Alison Tomes – Locality Manager for Early Help Services, Doncaster Council
Doncaster developed a project plan which included: creating a checklist of data around known parental conflict risk factors; collecting and synthesising local data to understand population needs in the local context; bringing strategic leads together to review the data and build commitment to taking action; and carrying out a support pathway mapping exercise to understand what local services were available for families experiencing relationship distress. Each of these steps followed a typical planning process which was supported by the Early Intervention Foundation (now Foundations – What Works Centre for Children & Families), and helped Alison and her team to understand which services were less engaged, and what this meant for families with unmet needs.
Things then took an unexpected turn. A second workshop was scheduled to build the draft outcomes framework. A wider group of service leads, team leaders and senior practitioners from a range of relevant partner services were invited because they had a good understanding of the local context, and an overview of design and delivery in their own service. However, attendance was limited due to capacity issues. With drug and alcohol services being well represented, the scope of the workshop was adapted to focus on the role of drug and alcohol services in relation to parental conflict.

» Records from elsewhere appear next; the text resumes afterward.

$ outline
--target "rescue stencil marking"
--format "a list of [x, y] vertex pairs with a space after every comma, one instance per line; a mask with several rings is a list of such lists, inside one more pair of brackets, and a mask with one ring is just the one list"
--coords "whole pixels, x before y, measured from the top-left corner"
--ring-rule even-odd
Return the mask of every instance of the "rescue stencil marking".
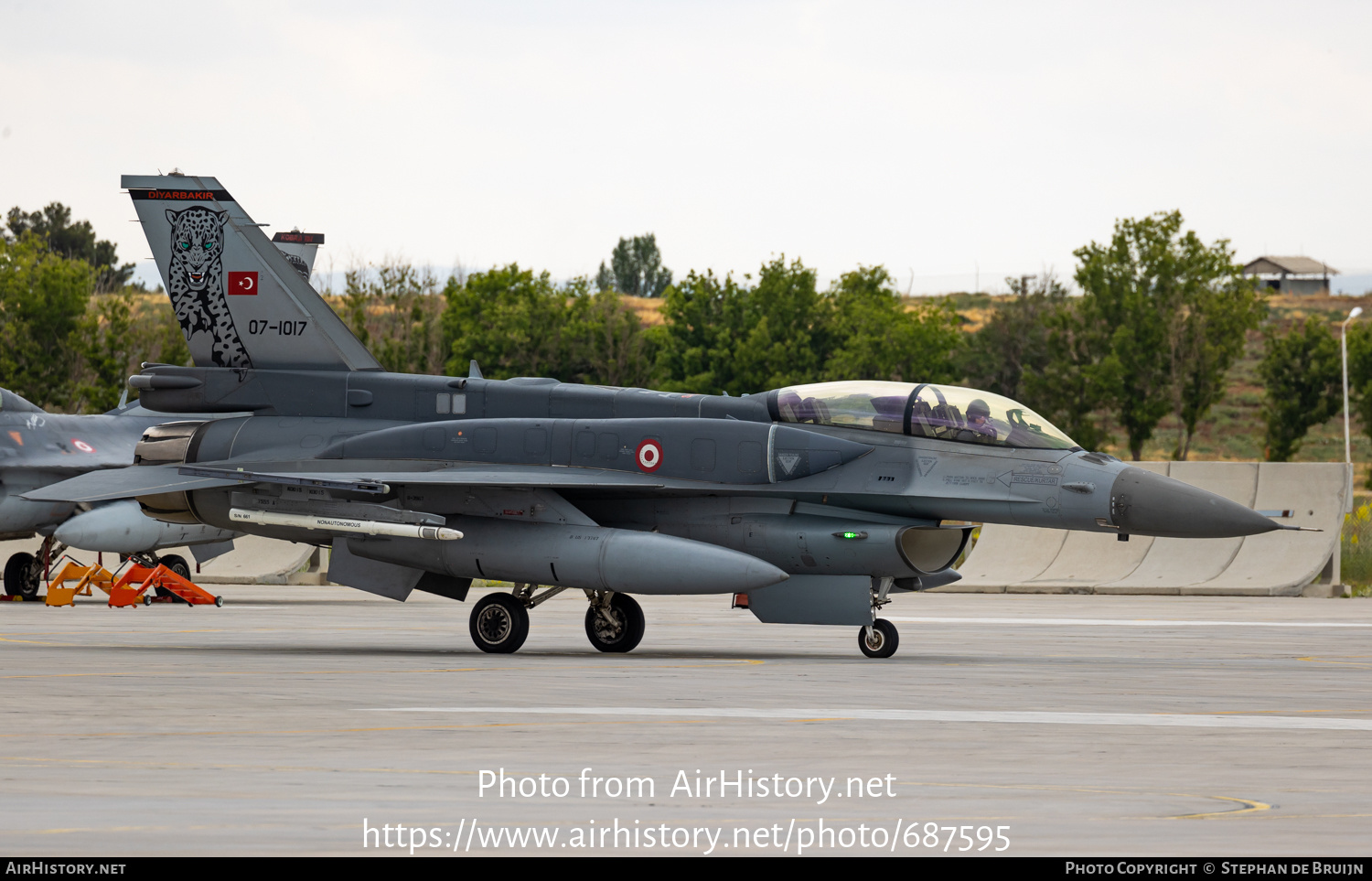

The workshop began with a conversation around parental risk factors and their impact on children, which led to an acknowledgement that parents’ use of drugs and alcohol affected child outcomes directly but also indirectly as a result of the increased likelihood of parental conflict.
The outcomes framework exercise helped to identify that drug and alcohol services collected data on parents but not on their children, and resulted in recognition that capturing data on child outcomes could lead to better understanding of how their service affects family outcomes. As a result, there was a step change in understanding the potential wider impact of the drug and alcohol service and how they could support families with relationship difficulties.
Throughout the project it was clear that Doncaster had some good quality data available but faced challenges in being able to bring this together and analyse it in a way that would help them to draw meaningful conclusions about how best to reduce parental conflict. For example, a good initial population needs assessment was conducted using nationally available data sets but little service-level data was available, making it difficult to reach conclusions about local needs without engaging with services and learning from their specialist knowledge.
I thought we were quite data rich, and we do collect a lot of data but it is not consistently linked together. There is fine tuning that needs to be done to make the data meaningful and deepen the needs assessment.
Alison Tomes, Locality Manager for Early Help Services, Doncaster Council
Doncaster also discovered that interventions targeting the quality of the interparental relationship focused on measuring adult outcomes, not child outcomes. As a result, the data available could not provide a clear picture of the connections between child, parent and family outcomes. This was illustrated by key adult services such as drug and alcohol services reflecting that the impact of attending services which supported relationships wasn’t captured or linked anywhere in data on referrals or assessments.
Doncaster are planning further work on the reducing parental conflict population needs assessment to get a richer understanding of the local context. This will include gathering and triangulating data on risk factors from a wide range of services, and engaging children and families to collect data on their experience of support.
This will also be supported by work on linking datasets to create one single, joined up database at an individual level across child and adult services. This linking of data should support Doncaster to develop their whole-family approach.
Finally, Doncaster will engage local services individually in exploring relationship outcomes from their perspective, using the experience from the workshop with local drug and alcohol services. The process will involve working through this step-by-step approach with each relevant service to build a comprehensive shared outcomes framework over time.